Some months ago, I logged in to my Facebook profile to throw a few targeted ads up. I’d done Facebook advertising before and found it to be moderately successful — enough that I aimed to do a campaign every couple of months.

Imagine my surprise when I logged in one morning to find this:

For some unknown and clearly arbitrary reason, the gods at Facebook banned my account for running “abusive” ads. The essence of the message above is: “You tried to post an abusive ad. We’ve banned you. There’s nothing you can do about it. Now go away.”

This is bizarre to me. The only campaigns I’ve run are simple and certainly not abusive. Naturally, the Advertising Guidelines they’ve posted don’t help an iota. Under Facebook’s rules, one can’t post an ad that contain “political agendas,” that “advocates against any organization,” or is “grammatically [in]correct and [doesn’t] contain proper sentence structure.”

Good thing the web as a whole doesn’t have that last condition.

The ad I ran that appeared to trigger this ban was this:


I’ve read Facebook’s guidelines several times. The only thing I can think of that bugged Facebook was the use of the CBC logo. However, considering CBC has officially endorsed my unofficial CBC fan page as its own, it’s rather a moot point. Or perhaps it’s because I didn’t put a period after “corp” — even though most Canadians know the CBC’s nickname: “The Mother Corp.” But I can’t believe this ad is “abusive,” as Facebook claims.

More Arbitrary Facebook Ad Guidelines

Among the offenses that will get you banned permanently from placing ads on Facebook are:

  • Using a ‘&’ instead of the word ‘and’
  • Ending a sentence with an ellipse (‘…’)
  • Running an ad promoting a political point of view

The Solution

Facebook should take a lesson from Google, which at least tells you why your ad wasn’t approved and gives you an opportunity to fix it. If Facebook were to just email and say “You should use a ‘.’ after ‘corp’,” I’d be happy to fix it. I get my ads run; Facebook gets money. Problem solved.
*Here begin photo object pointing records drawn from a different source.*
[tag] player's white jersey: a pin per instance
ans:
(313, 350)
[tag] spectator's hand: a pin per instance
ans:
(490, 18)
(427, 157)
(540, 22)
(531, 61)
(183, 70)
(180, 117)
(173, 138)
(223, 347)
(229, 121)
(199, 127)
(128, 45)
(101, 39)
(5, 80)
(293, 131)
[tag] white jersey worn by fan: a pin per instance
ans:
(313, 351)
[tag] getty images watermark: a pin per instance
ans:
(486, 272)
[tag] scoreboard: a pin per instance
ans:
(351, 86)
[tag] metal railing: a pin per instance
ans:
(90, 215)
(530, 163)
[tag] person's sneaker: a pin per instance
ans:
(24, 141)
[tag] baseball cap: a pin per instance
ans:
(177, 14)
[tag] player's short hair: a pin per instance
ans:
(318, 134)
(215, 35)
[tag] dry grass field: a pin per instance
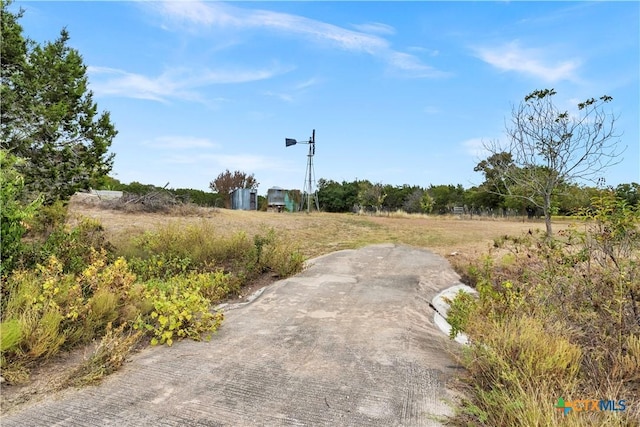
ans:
(320, 233)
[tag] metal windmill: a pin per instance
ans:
(310, 177)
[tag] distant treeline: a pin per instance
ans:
(362, 195)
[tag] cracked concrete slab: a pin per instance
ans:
(350, 341)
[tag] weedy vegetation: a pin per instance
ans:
(560, 318)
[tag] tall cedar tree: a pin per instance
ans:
(49, 117)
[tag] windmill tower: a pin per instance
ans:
(309, 185)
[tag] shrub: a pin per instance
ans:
(555, 317)
(14, 212)
(181, 309)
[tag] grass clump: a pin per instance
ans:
(555, 318)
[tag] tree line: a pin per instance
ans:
(362, 195)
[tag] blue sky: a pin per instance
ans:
(398, 92)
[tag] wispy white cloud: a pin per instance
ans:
(239, 161)
(212, 15)
(177, 83)
(375, 28)
(412, 65)
(530, 61)
(282, 96)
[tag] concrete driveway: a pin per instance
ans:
(350, 341)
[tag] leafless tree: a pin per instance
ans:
(551, 147)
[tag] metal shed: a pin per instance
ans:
(279, 199)
(244, 199)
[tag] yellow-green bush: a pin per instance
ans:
(48, 309)
(182, 308)
(559, 319)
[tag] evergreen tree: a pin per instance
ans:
(49, 117)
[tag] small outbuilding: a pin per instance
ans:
(245, 199)
(279, 199)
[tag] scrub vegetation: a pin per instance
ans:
(555, 319)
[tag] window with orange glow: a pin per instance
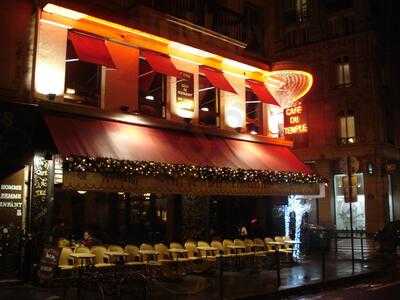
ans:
(151, 91)
(82, 80)
(209, 105)
(253, 113)
(347, 129)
Instead, people create a second profile with a fake name and run ads under that name instead, pointing to the same destination page as the original banned ad. In fact, considering these banning decisions are made by actual human beings, there’s a good chance that one could post the exact same ad under a different name and have it sail right through the approval process. One person’s “abusive” is another person’s “mild irritant.” We’ve already seen this in the approval process of Apple’s App Store.